11. In Sidhraj Bhojraj v. Alli Haji I.L.R.(1922) 47 Bom. 244 the Bombay High Court held that when there had been an adjudication under the Presidency Towns Insolvency Act and the adjudication order was subsequently cancelled, the time during which the insolvency proceedings were pending could not be deducted in computing the period of limitation for a suit instituted by a creditor against the debtor to recover his debt. The reasoning was the same as that to be found in the judgment in Ramaswami Pillai v. Govindaswami Naickey (1918) 36 M.L.J. 104 : I.L.R. Mad. 319.
12. The principle enunciated in in re Benzon Bower v. Chetwynd (1914) 2 Ch. 68 also has bearing. In that case, the donee of a general testamentary power of appointment over a fund of 1 15,00.0. was adjudicated bankrupt in 1890 and again in 1892. He died in 1911, without having obtained his discharge. By his will, he exercised this power of appointment. An action for the administration of his estate was then commenced. The principal asset of the estate was the fund over which he had held the power of appointment. The creditors who had proved in the bankrputcies claimed in the administration suit to be paid out of this fund. The Court of Appeal held that while the appointment and the death of the appointor made a new fund available for the creditors and the administration suit provided a new method for enforcing payment, a creditor's cause of action remained the same, being on the old debt. The law of limitation had commenced to run before the adjudication, which did not interrupt time running so far as the administration suit was concerned, and as the claims had become time barred, they could not be enforced. In other words, the rule that limitation does not run in respect of claims against an estate which is being administered in bankruptcy, provided that they were enforceable at the date of adjudication, does not apply when a creditor is seeking to enforce payment in proceedings outside the bankruptcy. The same principle must apply in an administration suit. In this case, time did not run against the defendants in the administration suit; but as that suit has been dismissed and they are now seeking to enforce payment outside the suit, the law of limitation applies.

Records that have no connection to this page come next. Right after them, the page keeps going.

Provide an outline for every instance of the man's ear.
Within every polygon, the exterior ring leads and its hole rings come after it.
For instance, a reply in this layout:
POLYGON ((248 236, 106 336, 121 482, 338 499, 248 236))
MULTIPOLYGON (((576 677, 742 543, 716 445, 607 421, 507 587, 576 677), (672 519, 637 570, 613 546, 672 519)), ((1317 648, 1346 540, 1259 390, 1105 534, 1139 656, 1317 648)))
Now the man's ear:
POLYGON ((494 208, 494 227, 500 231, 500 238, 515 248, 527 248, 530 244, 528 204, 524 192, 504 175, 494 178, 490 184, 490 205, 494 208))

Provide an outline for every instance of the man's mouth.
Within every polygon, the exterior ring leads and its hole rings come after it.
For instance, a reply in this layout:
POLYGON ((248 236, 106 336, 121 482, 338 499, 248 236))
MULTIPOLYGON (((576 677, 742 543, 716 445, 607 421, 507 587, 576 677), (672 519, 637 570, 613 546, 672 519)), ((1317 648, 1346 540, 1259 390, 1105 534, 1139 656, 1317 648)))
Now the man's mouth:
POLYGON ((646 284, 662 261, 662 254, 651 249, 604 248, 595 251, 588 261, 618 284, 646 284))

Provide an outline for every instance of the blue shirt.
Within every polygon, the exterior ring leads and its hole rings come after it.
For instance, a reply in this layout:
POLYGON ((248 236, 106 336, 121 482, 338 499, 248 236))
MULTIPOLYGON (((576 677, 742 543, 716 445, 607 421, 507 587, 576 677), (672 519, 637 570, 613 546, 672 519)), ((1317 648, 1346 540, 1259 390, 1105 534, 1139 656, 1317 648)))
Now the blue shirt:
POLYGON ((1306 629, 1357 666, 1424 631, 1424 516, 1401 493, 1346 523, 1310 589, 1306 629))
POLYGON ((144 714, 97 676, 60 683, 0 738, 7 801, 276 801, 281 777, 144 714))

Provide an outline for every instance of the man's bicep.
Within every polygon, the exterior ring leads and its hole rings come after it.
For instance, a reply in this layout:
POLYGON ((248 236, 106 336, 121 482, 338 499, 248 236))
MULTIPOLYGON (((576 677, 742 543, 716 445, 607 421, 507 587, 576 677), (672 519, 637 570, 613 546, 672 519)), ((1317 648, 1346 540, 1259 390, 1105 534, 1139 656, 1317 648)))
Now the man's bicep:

13. The defendants have only themselves to blame for the position in which they find themselves. They would have got their full rights if they had not objected to the institution of the administration suit. While insisting on the technical plea that the suit did not lie, they did not take the precaution to keep their decrees alive, which they certainly should have done in the circumstances. The appellant was wiser and he must have the reward to which his care entitles him.
14. The appeal will be allowed and the suit decreed with costs here and below.